With the recreation of programs such as educational credit, the purchase of food from small farmers, Minha Casa, Minha Vida, Mais Médicos and Bolsa Família, the government demonstrated that the future was much better in the old days, when there was no Bolsonaro. But Lula himself seems to admit that this tomorrow of yesterday does not correspond to the genuine future promised in the presidential campaign as if he were there, on the corner, radiant, ready to be felt in a new present.
the fall itself
“I’m not going to keep talking about the things we’ve done. I’m going to start talking about the things we’re going to do from now on,” Lula told journalists. The phrase sounded like a fall in itself, an admission that the future of the past can produce disillusionment in the part of society that bet on the commitment that what would come would be different from everything that already was.
Adjusting Lula’s optimism to reality is a good start. The problem is that the authentic future is an imprecise space. In it, we all fit and everything fits, because, like every future, it cannot be charged or checked before it is built. And construction does not depend only on the government. Lula himself admitted, between sips of coffee and bites of cheese bread, that he is not sure about the approval of his reforms in Congress.
“It is very difficult to think of a political coalition system with the number of parties we have. With 30 parties, it is very complicated“, said Lula, with a hint of resignation. For now, there is more to give than give in the relationship between the Executive and the Legislative. Lula lamented the congressional paralysis caused by the power dispute between Arthur Lira and Rodrigo Pacheco, presidents of the Chamber and the Senate. “I’m sure the two will come to an agreement. The country cannot stand still.”
the orgasm
The good news is that Lula still has three years and nine months left to deliver the third consecrating term he promised. The great news is that he exhibits a willingness to challenge. He evoked a mythical character. “As Dr. Ulysses Guimarães used to say, politics is like an orgasm for human beings. We cannot live without it.”
Lula became an atypical president. Fate has given him three possessions. The first, when he went up the ramp to receive the sash of society representatives. The second, in the footsteps of the 8th of January, when presided over a meeting that seemed unthinkable. Sitting alongside the heads of Congress and the Federal Supreme Court, he received governors and representatives from all states, including opposition ones.
The visitors had no claims. In a collective reparation for democracy, they went to show solidarity the day after the Bolsonarist attack against the Three Powers. After walking through a shattered palatial hall, Lula and his guests descended the Planalto ramp and crossed the Praça dos Três Poderes on foot, to inspect the ruins of the Supreme Court plenary. The Bolsonarist Capitol of January 8 produced an unlikely national union around the defense of democracy.
the worst alternatives
Taken by the words, Lula seems determined to convert the celebration of 100 days into a third inauguration. He knows that the specter of political extremism has not been entirely exorcised. The consolidation of the process depends on the extent of the punishments. There are great expectations regarding the punishment to be imposed on Bolsonaro in the electoral and criminal fields. It turns out that at least the captain’s ineligibility is already taken for granted.

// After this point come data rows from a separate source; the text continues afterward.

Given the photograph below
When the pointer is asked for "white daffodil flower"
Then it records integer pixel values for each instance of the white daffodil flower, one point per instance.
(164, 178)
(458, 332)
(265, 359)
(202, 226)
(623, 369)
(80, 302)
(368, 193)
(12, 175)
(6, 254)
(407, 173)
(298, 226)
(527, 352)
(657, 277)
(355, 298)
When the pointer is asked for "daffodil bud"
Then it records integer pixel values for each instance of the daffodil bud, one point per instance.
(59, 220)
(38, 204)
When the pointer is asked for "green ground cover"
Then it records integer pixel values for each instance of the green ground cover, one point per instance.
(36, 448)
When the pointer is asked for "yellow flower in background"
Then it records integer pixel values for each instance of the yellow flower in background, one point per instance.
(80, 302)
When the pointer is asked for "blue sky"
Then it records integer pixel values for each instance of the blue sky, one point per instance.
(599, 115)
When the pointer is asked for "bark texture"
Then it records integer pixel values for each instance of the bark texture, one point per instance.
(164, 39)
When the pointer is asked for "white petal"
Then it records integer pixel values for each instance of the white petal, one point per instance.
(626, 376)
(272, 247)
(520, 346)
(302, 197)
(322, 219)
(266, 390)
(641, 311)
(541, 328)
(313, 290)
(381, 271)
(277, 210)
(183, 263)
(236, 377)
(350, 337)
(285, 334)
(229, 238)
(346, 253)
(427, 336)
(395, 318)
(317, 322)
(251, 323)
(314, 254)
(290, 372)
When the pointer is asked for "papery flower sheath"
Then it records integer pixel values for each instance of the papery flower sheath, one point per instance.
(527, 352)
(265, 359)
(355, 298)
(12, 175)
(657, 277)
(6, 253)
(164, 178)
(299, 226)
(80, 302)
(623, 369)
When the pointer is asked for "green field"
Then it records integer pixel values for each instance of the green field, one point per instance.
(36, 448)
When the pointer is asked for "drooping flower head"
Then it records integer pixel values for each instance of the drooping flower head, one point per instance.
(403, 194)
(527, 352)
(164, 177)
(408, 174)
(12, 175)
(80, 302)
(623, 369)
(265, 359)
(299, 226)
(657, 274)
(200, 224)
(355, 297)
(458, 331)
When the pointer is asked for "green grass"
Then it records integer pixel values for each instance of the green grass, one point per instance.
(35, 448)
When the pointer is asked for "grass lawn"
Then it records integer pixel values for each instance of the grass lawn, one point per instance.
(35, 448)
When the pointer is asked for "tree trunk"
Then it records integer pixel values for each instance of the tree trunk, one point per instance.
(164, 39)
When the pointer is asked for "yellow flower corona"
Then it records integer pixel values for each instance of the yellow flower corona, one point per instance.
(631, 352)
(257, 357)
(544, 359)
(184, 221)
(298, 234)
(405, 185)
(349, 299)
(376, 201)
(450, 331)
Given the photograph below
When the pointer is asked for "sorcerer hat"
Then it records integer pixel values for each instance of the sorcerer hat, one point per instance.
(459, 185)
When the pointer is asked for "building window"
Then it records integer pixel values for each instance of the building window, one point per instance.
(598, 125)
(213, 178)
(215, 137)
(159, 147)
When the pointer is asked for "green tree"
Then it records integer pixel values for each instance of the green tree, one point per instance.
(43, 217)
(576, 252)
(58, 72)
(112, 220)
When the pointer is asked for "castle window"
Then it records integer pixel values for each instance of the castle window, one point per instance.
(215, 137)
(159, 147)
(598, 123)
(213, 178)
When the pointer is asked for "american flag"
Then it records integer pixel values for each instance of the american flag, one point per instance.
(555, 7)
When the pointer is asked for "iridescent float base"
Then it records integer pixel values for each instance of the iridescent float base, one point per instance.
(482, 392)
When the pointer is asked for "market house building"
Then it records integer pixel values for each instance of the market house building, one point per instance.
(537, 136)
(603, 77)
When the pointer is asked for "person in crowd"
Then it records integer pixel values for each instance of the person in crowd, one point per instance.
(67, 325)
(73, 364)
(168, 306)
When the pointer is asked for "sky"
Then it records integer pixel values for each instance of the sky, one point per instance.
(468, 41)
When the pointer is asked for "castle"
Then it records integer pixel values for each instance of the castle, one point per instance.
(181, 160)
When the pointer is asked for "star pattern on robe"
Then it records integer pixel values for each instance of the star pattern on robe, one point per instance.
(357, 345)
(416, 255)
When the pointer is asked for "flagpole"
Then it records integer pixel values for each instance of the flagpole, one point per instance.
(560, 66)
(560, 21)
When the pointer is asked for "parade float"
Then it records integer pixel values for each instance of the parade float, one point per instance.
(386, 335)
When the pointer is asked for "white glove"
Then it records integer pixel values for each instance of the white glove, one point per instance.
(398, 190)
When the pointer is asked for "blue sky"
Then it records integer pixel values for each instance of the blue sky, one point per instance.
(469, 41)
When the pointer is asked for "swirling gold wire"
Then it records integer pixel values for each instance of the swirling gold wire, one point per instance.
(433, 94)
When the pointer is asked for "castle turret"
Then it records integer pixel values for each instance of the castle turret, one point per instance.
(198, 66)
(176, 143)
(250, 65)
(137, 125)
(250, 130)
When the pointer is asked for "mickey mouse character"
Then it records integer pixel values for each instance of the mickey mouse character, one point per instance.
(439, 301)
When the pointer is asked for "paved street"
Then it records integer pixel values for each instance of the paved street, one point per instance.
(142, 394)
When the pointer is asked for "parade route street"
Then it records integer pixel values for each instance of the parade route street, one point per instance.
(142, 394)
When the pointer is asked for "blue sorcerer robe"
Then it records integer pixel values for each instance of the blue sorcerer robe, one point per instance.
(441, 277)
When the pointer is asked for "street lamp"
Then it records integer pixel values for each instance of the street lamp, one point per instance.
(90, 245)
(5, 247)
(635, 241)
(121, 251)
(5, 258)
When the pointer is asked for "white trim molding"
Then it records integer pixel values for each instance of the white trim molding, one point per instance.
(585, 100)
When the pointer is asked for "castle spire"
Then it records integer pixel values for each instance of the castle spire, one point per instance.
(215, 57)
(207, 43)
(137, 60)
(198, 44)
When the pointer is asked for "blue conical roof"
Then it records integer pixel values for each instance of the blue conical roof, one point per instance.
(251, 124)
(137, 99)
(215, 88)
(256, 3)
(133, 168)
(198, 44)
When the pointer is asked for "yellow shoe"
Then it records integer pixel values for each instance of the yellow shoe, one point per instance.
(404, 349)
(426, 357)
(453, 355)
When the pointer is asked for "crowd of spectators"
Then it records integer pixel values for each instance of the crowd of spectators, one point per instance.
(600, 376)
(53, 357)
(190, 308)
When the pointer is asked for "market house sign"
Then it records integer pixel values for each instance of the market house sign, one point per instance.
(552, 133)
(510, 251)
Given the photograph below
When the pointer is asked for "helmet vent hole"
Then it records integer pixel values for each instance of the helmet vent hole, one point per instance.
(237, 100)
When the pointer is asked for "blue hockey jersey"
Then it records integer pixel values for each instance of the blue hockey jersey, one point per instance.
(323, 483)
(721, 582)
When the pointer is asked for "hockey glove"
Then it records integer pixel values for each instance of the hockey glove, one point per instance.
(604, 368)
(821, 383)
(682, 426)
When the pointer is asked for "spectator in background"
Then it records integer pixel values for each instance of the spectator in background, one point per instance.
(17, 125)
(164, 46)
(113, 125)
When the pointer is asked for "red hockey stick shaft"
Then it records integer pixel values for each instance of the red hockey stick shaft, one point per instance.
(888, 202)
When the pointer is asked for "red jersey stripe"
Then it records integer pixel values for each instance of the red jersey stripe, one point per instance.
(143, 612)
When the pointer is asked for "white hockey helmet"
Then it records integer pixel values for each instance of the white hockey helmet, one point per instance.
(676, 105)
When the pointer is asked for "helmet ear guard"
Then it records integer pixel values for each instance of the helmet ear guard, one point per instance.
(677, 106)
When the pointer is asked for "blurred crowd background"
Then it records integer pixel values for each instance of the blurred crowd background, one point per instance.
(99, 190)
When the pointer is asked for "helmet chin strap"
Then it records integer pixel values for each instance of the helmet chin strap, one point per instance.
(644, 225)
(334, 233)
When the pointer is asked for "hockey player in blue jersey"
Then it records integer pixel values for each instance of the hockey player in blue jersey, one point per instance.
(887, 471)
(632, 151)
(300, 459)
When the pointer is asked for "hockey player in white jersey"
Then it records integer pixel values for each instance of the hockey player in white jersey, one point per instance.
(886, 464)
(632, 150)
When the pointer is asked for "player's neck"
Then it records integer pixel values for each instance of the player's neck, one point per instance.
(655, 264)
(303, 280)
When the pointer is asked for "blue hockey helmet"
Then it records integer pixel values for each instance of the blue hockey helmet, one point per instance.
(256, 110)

No redemption will be complete, however, if the new management fails. The government’s poor performance would provide material for a myth with feet of clay to travel through the conjuncture as an electoral cable of anti-democratic options.
Still alive Churchill’s famous tirade about democracy being the worst regime imaginable except for all the others. It is inconceivable that, at this point, the Democrats are trying so hard to prove that everyone who preaches the worst alternatives is right.